There is just so much going on that we’ve reached the point where we’re looking to hire some full-time staff. It really has developed a life of its own.


This year, Global Pet Expo will feature its second-annual Retailer Excellence Awards (REA) at the Pet Industry Breakfast tomorrow morning (8:00 – 8:45 a.m. in the Valencia Ballroom, Level Four of the convention center). How did the REA program go last year? Has the program changed at all this year? What are your expectations?

Vetere:
Last year, the program went phenomenally well. Everybody was thrilled with it. I think it’s a program that has a permanent place at Global Pet Expo.
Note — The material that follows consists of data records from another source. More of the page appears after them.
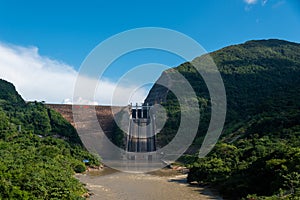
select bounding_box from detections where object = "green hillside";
[0,80,99,199]
[146,39,300,199]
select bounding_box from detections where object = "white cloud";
[0,43,147,105]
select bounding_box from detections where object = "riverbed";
[76,169,222,200]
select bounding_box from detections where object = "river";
[76,169,222,200]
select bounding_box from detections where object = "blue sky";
[0,0,300,102]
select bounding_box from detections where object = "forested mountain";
[0,80,99,199]
[145,39,300,199]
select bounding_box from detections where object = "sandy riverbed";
[76,168,221,200]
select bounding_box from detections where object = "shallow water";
[76,169,221,200]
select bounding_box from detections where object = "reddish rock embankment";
[47,104,124,138]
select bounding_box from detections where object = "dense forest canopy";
[0,80,99,199]
[146,39,300,199]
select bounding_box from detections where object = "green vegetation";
[146,40,300,199]
[0,80,99,199]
This year, we expanded the number of awards categories a bit to make sure that we can recognize all of the different types of excellent retailers out there. For example, we split the Best Overall Retailer Award into three separate categories—Best Overall Single-Unit Retailer, Best Overall Multi-Unit Retailer (less than 10 stores), and Best Overall Multi-Unit Retailer (10 or more stores). Also new this year is the Best Overall Animal Specialty Store, which we added to honor a retailer that has demonstrated excellence in selling live animals.

I’m really looking forward to emceeing the awards ceremony tomorrow. It’s going to be a lot of fun.


Who will be honored with this year’s “Excellence in Journalism and Outstanding Contributions to the Pet Industry Award?” Why did you pick this year’s honoree?

Vetere:
This year we will be honoring pet lifestyle expert Sandy Robins, and she is really a great choice. Sandy has an excellent reputation in the industry. People just love her, and she really loves the industry. Sandy puts out a lot of positive press about not only the animals, but also the people in the pet industry. She is insightful enough to see what is important and what’s not, and she gives that guidance to millions of people.